Saturday, October 11, 2014

Homemade Hot Sauce

Apparently I am turning into a fermento. That's a person that preserves food by the use of fermentation (think sauerkraut). Also, if I have an excess of something, like peppers, my first thought is to pickle them! My CSA has been overflowing with peppers and I'm not really someone that loves peppers in everything, so hot sauce seemed like something fun to try. I used a recipe from the Joy of Cooking, with a modification - I added an air lock to my jar so that I wouldn't have to stir the mash every day (mainly since I was going to be out of town) but also I didn't want to deal with mold.


The first thing you do is you weigh out your peppers to figure out what would be a 2% by weight salt brine.

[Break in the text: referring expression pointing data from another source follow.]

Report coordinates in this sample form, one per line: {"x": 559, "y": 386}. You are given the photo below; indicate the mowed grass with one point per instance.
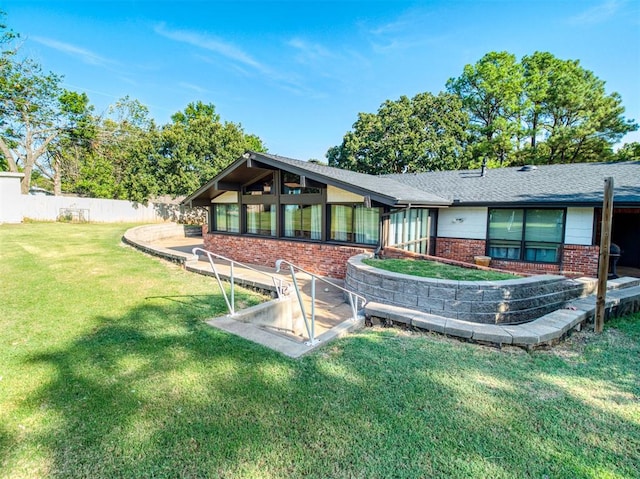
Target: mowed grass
{"x": 107, "y": 370}
{"x": 433, "y": 269}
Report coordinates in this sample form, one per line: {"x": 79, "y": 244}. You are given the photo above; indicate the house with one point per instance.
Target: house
{"x": 533, "y": 219}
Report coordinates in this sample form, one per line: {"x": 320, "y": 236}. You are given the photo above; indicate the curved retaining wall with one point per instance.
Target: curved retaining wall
{"x": 490, "y": 302}
{"x": 143, "y": 238}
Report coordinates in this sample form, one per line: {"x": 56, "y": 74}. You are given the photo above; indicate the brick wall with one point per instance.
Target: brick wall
{"x": 319, "y": 258}
{"x": 582, "y": 259}
{"x": 577, "y": 260}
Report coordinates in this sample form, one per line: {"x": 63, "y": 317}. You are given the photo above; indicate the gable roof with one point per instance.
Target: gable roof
{"x": 387, "y": 191}
{"x": 578, "y": 184}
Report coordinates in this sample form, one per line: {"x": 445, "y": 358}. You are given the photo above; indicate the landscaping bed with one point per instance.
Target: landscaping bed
{"x": 107, "y": 369}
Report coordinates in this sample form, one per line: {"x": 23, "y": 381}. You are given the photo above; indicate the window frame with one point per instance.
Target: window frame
{"x": 214, "y": 215}
{"x": 523, "y": 243}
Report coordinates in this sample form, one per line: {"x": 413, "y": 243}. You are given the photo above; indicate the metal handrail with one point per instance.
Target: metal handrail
{"x": 353, "y": 297}
{"x": 278, "y": 283}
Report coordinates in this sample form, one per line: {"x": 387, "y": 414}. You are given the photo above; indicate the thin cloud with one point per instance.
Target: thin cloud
{"x": 309, "y": 51}
{"x": 241, "y": 60}
{"x": 191, "y": 86}
{"x": 210, "y": 43}
{"x": 83, "y": 54}
{"x": 597, "y": 14}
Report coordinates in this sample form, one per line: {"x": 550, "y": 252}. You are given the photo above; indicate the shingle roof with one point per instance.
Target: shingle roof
{"x": 382, "y": 188}
{"x": 578, "y": 183}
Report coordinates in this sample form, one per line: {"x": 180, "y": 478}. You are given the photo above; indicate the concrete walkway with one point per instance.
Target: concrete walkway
{"x": 333, "y": 317}
{"x": 333, "y": 314}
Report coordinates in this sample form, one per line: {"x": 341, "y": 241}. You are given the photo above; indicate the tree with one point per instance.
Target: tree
{"x": 629, "y": 152}
{"x": 491, "y": 92}
{"x": 423, "y": 133}
{"x": 580, "y": 121}
{"x": 34, "y": 110}
{"x": 64, "y": 152}
{"x": 197, "y": 145}
{"x": 119, "y": 160}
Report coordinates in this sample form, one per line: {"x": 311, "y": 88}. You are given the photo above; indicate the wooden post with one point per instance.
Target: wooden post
{"x": 605, "y": 245}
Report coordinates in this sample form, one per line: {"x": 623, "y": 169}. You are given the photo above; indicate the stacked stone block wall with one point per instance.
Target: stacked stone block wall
{"x": 318, "y": 258}
{"x": 577, "y": 260}
{"x": 582, "y": 259}
{"x": 490, "y": 302}
{"x": 460, "y": 249}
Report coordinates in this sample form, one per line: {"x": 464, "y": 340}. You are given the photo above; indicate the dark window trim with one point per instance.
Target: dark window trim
{"x": 353, "y": 206}
{"x": 522, "y": 241}
{"x": 302, "y": 204}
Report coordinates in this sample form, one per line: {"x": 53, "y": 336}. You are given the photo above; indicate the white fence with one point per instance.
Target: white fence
{"x": 16, "y": 207}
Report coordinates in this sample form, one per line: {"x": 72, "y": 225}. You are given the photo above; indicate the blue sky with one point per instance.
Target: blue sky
{"x": 298, "y": 73}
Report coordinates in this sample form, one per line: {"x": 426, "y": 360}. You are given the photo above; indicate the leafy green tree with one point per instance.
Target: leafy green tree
{"x": 492, "y": 93}
{"x": 423, "y": 133}
{"x": 119, "y": 160}
{"x": 570, "y": 111}
{"x": 197, "y": 145}
{"x": 34, "y": 110}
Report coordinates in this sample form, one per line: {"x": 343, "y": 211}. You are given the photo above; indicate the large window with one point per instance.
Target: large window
{"x": 354, "y": 224}
{"x": 264, "y": 186}
{"x": 261, "y": 219}
{"x": 303, "y": 221}
{"x": 227, "y": 217}
{"x": 526, "y": 234}
{"x": 411, "y": 229}
{"x": 293, "y": 184}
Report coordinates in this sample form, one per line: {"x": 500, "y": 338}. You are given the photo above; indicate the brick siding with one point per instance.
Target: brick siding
{"x": 577, "y": 260}
{"x": 460, "y": 249}
{"x": 318, "y": 258}
{"x": 582, "y": 259}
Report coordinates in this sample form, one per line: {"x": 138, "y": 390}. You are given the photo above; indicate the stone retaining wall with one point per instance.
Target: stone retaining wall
{"x": 488, "y": 302}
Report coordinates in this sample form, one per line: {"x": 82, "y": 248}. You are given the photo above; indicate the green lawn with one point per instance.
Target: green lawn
{"x": 107, "y": 370}
{"x": 433, "y": 269}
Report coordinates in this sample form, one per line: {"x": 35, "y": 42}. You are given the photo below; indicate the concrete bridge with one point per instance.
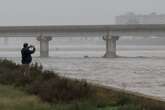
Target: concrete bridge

Then you cut up the peppers and put in a jar. Add your salt and top with a sweet wine. As you can see, I added an air lock to my jar. I found this set up looking for recipes - it is a recap top, a #6 stopper with a drilled hole and then the air lock. The recap tops can be made to fit either wide mouth or regular mouth jars. Pretty nifty.


After about a month, the peppers look about the same - although my cool green heritage jar might not be helping with trying to see a difference.


I then put the peppers and brine in the blender and poured the mash through a strainer. I was thinking about saving the strained mash, but there are too many seeds.


Once the mash has been strained you measure what you have and add in half as vinegar. I used rice wine vinegar. In all, it's pretty liquidy, and hot, of course. More of a Tabasco-style sauce.


I got more peppers, so I'm going for a thicker sauce now. See you in a month, sauce.